Global medico-political developments have an underrated effect on local healthcare delivery, he contends, citing the political influence in the US wanting to bar the President’s Emergency Plan for Aids Relief (Pepfar) from partnering with any foreign organisation that lobby for abortion rights or provide abortions, referrals or information about it.
The threat of barring, previously supported by former US president Donald Trump, has re-emerged with threats to knee-halter Pepfar in Congress by voting against its funding unless it disassociates itself from such groups. Doing so would have a huge effect on global service delivery; termination of pregnancy is only one aspect of what many such partner groups do.

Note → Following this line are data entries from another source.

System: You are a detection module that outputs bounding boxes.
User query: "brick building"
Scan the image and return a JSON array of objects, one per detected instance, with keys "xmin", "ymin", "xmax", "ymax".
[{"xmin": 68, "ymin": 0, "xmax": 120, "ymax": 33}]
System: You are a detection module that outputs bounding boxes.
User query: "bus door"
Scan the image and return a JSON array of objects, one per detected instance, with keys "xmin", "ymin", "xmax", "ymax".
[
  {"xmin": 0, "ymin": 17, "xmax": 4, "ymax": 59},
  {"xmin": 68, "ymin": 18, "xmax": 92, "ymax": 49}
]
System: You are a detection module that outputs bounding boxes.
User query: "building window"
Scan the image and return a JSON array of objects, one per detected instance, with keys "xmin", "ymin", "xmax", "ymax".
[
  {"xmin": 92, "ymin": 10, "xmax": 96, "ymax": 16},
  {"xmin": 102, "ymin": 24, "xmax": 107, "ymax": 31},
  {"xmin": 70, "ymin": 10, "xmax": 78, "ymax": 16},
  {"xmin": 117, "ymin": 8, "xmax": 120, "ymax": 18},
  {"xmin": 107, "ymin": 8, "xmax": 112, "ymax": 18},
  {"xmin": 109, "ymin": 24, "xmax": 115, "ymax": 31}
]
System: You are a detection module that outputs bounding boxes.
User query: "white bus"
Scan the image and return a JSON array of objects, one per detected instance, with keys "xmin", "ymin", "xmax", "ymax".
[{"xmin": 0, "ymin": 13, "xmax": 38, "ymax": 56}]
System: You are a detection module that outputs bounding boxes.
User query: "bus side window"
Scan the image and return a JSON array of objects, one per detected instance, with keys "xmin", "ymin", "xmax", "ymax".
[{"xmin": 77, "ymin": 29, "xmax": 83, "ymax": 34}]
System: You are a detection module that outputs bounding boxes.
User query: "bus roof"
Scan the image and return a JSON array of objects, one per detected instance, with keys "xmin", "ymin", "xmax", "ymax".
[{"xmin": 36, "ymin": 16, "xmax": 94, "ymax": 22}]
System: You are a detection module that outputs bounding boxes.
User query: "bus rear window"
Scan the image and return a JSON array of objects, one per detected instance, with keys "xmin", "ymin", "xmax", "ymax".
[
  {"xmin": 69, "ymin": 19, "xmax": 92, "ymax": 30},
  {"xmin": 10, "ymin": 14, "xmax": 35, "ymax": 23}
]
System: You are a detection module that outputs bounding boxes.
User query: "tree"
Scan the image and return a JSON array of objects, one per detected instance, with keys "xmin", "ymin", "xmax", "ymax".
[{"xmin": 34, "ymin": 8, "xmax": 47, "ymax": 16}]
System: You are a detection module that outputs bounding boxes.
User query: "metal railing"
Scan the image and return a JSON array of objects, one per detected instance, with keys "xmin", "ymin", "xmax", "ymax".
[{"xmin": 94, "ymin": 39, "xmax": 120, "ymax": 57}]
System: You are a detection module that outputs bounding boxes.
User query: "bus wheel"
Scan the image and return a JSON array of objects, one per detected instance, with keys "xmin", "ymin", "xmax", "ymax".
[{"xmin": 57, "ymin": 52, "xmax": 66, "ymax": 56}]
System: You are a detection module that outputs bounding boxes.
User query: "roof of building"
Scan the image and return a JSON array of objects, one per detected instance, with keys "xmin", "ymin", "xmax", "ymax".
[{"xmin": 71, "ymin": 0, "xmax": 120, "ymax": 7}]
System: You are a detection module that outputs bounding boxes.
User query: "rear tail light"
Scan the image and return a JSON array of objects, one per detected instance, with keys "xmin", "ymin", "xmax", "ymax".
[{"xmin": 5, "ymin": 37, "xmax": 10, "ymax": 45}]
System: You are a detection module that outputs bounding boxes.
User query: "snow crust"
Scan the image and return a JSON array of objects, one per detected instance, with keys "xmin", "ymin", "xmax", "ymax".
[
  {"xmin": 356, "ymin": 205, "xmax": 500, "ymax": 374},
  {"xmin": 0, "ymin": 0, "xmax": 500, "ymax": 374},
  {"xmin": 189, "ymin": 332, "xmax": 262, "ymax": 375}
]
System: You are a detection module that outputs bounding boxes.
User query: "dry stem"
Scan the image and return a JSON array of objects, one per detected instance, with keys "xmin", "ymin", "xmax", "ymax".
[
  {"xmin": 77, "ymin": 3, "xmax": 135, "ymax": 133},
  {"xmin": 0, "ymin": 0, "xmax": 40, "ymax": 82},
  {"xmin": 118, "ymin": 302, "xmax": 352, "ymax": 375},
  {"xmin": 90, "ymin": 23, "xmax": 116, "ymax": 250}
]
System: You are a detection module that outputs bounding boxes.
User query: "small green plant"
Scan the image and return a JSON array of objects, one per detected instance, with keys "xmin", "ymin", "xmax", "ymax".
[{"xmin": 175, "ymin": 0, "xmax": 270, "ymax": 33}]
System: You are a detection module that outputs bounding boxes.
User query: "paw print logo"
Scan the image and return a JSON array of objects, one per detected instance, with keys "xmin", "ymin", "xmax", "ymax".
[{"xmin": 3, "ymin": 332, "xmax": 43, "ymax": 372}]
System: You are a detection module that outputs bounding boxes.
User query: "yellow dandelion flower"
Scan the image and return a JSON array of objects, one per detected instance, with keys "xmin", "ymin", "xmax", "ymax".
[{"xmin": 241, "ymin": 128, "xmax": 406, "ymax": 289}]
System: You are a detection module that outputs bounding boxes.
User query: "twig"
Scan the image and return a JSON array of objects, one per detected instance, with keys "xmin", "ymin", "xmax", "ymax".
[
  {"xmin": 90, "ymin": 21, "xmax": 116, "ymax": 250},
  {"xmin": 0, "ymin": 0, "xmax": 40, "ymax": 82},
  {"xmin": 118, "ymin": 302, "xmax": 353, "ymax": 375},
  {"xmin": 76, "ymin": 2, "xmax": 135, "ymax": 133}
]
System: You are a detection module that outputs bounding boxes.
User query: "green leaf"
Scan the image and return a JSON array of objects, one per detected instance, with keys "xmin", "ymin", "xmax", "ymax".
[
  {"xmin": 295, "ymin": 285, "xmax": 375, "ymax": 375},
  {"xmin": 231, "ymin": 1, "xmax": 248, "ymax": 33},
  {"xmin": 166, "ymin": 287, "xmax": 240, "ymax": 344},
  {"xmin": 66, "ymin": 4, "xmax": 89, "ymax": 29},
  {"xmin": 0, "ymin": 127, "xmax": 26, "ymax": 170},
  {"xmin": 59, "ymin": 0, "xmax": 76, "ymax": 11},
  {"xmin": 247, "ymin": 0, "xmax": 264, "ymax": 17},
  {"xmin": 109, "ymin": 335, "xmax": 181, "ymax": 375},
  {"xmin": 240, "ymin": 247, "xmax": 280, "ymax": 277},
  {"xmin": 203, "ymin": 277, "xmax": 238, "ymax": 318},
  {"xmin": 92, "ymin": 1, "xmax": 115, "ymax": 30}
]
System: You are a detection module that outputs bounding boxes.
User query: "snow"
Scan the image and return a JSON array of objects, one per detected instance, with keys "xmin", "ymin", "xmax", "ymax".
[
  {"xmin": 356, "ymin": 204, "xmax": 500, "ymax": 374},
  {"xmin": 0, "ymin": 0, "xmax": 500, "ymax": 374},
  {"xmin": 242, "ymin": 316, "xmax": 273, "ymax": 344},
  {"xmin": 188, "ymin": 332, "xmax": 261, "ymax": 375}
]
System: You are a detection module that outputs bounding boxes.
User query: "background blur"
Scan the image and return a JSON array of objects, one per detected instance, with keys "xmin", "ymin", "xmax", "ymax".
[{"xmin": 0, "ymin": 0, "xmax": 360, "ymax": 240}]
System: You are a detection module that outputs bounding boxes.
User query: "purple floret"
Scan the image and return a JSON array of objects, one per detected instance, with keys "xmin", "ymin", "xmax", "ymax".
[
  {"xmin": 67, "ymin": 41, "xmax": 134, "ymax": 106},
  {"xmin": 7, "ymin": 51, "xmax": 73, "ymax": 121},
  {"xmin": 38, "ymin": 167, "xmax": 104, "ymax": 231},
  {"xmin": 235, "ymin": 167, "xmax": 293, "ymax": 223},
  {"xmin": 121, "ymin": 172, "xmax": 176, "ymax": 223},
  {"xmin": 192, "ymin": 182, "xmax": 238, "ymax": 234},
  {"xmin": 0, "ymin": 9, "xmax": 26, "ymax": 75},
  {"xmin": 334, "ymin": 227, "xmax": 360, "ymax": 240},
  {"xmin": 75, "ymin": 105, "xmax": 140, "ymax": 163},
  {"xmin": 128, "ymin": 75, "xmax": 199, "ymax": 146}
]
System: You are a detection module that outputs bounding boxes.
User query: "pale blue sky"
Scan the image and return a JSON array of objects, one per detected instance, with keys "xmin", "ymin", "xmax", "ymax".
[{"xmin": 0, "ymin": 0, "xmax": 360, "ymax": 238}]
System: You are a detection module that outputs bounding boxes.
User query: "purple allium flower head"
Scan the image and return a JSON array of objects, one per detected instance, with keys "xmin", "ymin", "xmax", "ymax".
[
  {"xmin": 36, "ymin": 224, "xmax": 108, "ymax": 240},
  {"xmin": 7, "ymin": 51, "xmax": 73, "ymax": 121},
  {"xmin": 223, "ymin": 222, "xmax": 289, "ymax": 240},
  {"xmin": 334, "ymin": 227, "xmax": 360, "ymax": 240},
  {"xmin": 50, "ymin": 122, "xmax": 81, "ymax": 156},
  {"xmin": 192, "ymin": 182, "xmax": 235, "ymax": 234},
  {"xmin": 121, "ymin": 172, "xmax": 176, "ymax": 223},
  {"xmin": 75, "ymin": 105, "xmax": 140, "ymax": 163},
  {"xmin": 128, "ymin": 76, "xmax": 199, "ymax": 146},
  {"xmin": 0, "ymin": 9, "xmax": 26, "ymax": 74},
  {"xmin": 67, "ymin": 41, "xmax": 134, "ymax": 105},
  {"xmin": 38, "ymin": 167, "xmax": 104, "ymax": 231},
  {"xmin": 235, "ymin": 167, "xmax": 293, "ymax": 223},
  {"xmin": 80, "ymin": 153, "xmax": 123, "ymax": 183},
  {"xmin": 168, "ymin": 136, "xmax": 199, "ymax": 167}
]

Since its creation, Pepfar has enabled the delivery of more than 2.2 million HIV-negative babies with HIV-positive mothers, facilitated prevention through 15.2 million voluntary male circumcisions, reduced HIV infection rates in adolescent girls and young women in the highest HIV-burden communities in 10 African countries by 25% to 40%, delivered care to 6.4 million orphans and other children, trained 250 000 health workers, and contributed to health system strengthening in recipient countries.
In 2017 alone, it provided HIV testing services to 85.5 million people. It is by far the most consequential initiative ever launched against HIV/Aids, with the US having spent more than $70 billion so far.
In a small but significant way, the FPD research project in the Eastern Cape is punching well above its weight by using knowledge gleaned over the years on what works and what does not.
Its STI projects leverage its own infrastructure to conduct sexual health training in clinics, building on the knowledge gained through its research, while insights from the HIV pre-exposure prophylaxis studies help strengthen awareness and service delivery.
“I’m really enjoying the job,” says Peters.
He found the biggest barrier in the first few months of the job to be staff members’ reluctance when confronted with “the enormity of the STI burden out there”.
“But slowly they’ve realised how much the people out there really need help in a field that’s not always comfortable to work in. You know, if it’s from the waist down, it doesn’t exist,” he said in describing the all-too-common healthcare worker and patient attitudes.
“They initially struggle to work with things like genital ulcers. But they get a lot of appreciation in return — and they find a lot of serious pathology. Slowly they’ve realised that they’re making a big difference. It’s so cool to see staff enjoying working with sexual health,” said Peters.
“I mean, they can be dealing with anything from infectious diseases to cancer, from sexual violence to happy couples that are pregnant. You never know what you’re going to get.”
Peters says the FPD tries to position its research and programme implementation resources at the interface of community development, service delivery and systems strengthening.
As his team so well knows from making a huge difference in a single patient’s life, just telling the Foundation for Professional Development’s story will hopefully put them more firmly on the radar, to the benefit of all in the Eastern Cape’s struggling healthcare sector.